Parents are encouraging this support too. More than two-thirds of American parents believe children should be introduced to wellness and mental health awareness in primary or middle school, according to a new Global Learner Survey from Pearson. Since early intervention is key to helping young people manage their mental health, these changes are positive developments.

In addition, more and more people in the public eye are sharing their personal mental health experiences as well, which can help inspire young people to open up and seek out the help they need.

“Many celebrities and influencers have come forward with their mental health stories, which can normalize the conversation, and is helpful for younger generations to understand that they are not alone,” says Champion.

That’s one reason Connections Academy is hosting a series of virtual Emotional Fitness talks with Olympic athletes who are alums of the virtual school during Mental Health Awareness Month. These talks are free, open to the public and include relatable topics such as success and failure, leadership, empowerment and authenticity. For instance, on May 18, Olympic women’s ice hockey player Lyndsey Fry will speak on finding your own style of confidence, and on May 25, Olympic figure skater Karen Chen will share advice for keeping calm under pressure.

Family support plays a huge role as well. While the pandemic has been challenging in and of itself, it has actually helped families identify mental health struggles as they’ve spent more time together.

“Parents gained greater insight into their child’s behavior and moods, how they interact with peers and teachers,” says Champion. “For many parents this was eye-opening and revealed the need to focus on mental health.”

It’s not always easy to tell if a teen is dealing with normal emotional ups and downs or if they need extra help, but there are some warning signs caregivers can watch for.
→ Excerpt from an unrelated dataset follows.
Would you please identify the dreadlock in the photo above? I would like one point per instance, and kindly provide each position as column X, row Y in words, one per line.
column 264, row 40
“Being attuned to your child’s mood, affect, school performance, and relationships with friends or significant others can help you gauge whether you are dealing with teenage normalcy or something bigger,” Champion says. Depending on a child’s age, parents should be looking for the following signs, which may be co-occurring:

  • Perpetual depressed mood
  • Rocky friend relationships
  • Spending a lot of time alone and refusing to participate in daily activities
  • Too much or not enough sleep
  • Not eating a regular diet
  • Intense fear or anxiety
  • Drug or alcohol use
  • Suicidal ideation (talking about being a burden or giving away possessions) or plans

“You know your child best. If you are unsure if your child is having a rough time or if there is something more serious going on, it is best to reach out to a counselor or doctor to be sure,” says Champion. “Always err on the side of caution.”

If it appears a student does need help, what next? Talking to a school counselor can be a good first step, since they are easily accessible and free to visit.

“Just getting students to talk about their struggles with a trusted adult is huge,” says Champion. “When I meet with students and/or their families, I work with them to help identify the issues they are facing. I listen and recommend next steps, such as referring families to mental health resources in their local areas.”

Just as parents would take their child to a doctor for a sprained ankle, they shouldn’t be afraid to ask for help if a child is struggling mentally or emotionally. Parents also need to realize that they may not be able to help them on their own, no matter how much love and support they have to offer.

“That is a hard concept to accept when parents can feel solely responsible for their child’s welfare and well-being,” says Champion. “The adage still stands—it takes a village to raise a child. Be sure you are surrounding yourself and your child with a great support system to help tackle life’s many challenges.”

That village can include everyone from close family to local community members to public figures. Helping young people learn to manage their mental health is a gift we can all contribute to, one that will serve them for a lifetime.